G8 Vows to Finish Work Under Terror Cloud
July 8, 2005
With British Prime Minister Tony Blair again at the helm, the G8 will debate ambitious proposals to deliver a package of aid, debt cancellation and trade concessions to Africa crafted by Blair and his finance minister Gordon Brown.
While the G8 spoke as one on Thursday to denounce the blasts and to assert they would not derail the summit, aid activists and environmentalists fear that Africa and climate change will suffer here at the hands of leaders once again preoccupied by terrorism.
"Of course our thoughts are with the victims," said Barry Aminata Toure, the head of Mali's Coalition for Alternatives to Debt for Development. "But we have to wonder: will Africa still occupy a central spot at this summit, or will the problem of security, of terrorism trump us?"
Blair flew to London around Thursday to deal with the aftermath of four terrorist bombings in the capital that killed at least 37 people. But he was back at Gleneagles eight hours later to take charge of the summit, hoping to steer it toward a conclusion that will yield a substantive boost in development aid to Africa and firm action to curb greenhouse gas emissions.
Doubts still hover over aid plans
Prior to the attacks, diplomatic sources voiced doubts that much headway would be made on the centerpiece of the Blair anti-poverty plan -- a doubling in annual aid to Africa to $50 billion by 2010.
While the United States has said its goal is to increase its own aid to Africa from $4.3 billion this year to $8.6 billion by 2010, President George W. Bush and his fellow conservatives have made clear their insistence that more development assistance is not necessarily what Africa needs most.
They have insisted instead that aid should be targeted and reserved for those countries that agree to implement market-oriented economic reform, a demand that activists say will leave many Africans worse off.

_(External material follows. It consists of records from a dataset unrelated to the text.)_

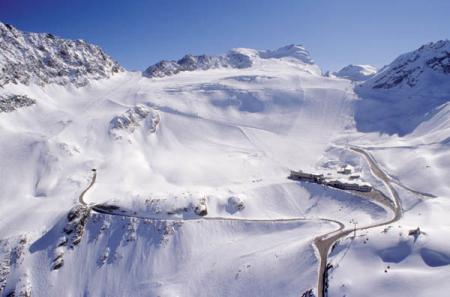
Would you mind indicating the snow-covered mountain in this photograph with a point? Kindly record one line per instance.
(174, 182)
(236, 58)
(404, 93)
(41, 58)
(356, 72)
(426, 68)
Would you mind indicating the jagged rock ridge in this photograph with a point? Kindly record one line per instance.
(236, 58)
(356, 72)
(432, 59)
(40, 58)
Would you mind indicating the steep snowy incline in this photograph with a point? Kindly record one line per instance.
(405, 93)
(40, 58)
(356, 72)
(416, 70)
(236, 58)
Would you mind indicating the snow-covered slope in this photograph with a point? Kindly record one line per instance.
(403, 94)
(39, 58)
(190, 196)
(356, 72)
(236, 58)
(426, 69)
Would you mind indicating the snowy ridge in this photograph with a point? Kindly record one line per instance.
(178, 186)
(428, 64)
(356, 72)
(39, 58)
(235, 58)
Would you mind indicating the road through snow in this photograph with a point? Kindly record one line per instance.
(323, 242)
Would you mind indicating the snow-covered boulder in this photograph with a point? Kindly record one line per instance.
(11, 102)
(356, 72)
(235, 204)
(42, 58)
(134, 117)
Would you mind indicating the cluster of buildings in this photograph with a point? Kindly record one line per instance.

Hopes are higher for action on debt cancellation, with the summit expected to endorse a proposal -- already accepted by G8 finance ministers -- to write off $40 billion in debt owed by 18 poor countries to international institutions.
No headway is likely on trade concessions, the third pillar of the Blair plan. The highly contentious issue of European Union and US agricultural export subsidies, which harm the interests of African producers, is expected to be left to the World Trade Organization to resolve.
Compromise on global warming?
The G8 has meanwhile completed a declaration and action plan on global warming that builds a bridge between the United States and its partners, according to French President Jacques Chirac.
"The agreement which we are set to reach is an important agreement, even if it doesn't go as far as we would have wanted," Chirac told a press conference. "It restores dialogue between the seven (G8) Kyoto members and the United States," he said.
The United States is the loner in the global effort to combat greenhouse gases -- the byproduct of fossil fuels that trap the Sun's heat, drive up Earth's surface temperature and damage its delicate system. Bush has vowed never to ratify the UN Kyoto Protocol, which requires industrialized countries to trim their output of these gases by a 2008-2012 timetable compared with a 1990 benchmark.
Bush declared the targets would be ruinously costly for the oil-dependent US economy and unfair because fast-growing populous countries such as China and India are not part of the targeted emissions cuts.
The compromise draft communiqué, said Chirac, has only a couple of references to Kyoto. But he said it would acknowledge climate change as "a reality" and say "we have to act immediately" to combat the problem. "We have noticed a shift in the American position," said Chirac, who described this as "a major step... towards an improvement."
A "missed opportunity"
But angry environmentalists insist that political action is lagging far behind what is needed to avert potentially catastrophic damage to the climate system.
The G8 deal is "a major missed opportunity to tackle dangerous climate change," Greenpeace said.
"The agreement lacks a clear acknowledgement of the urgent need for action and fails to state any significant steps G8 leaders will take to tackle climate change," added Friends of the Earth International.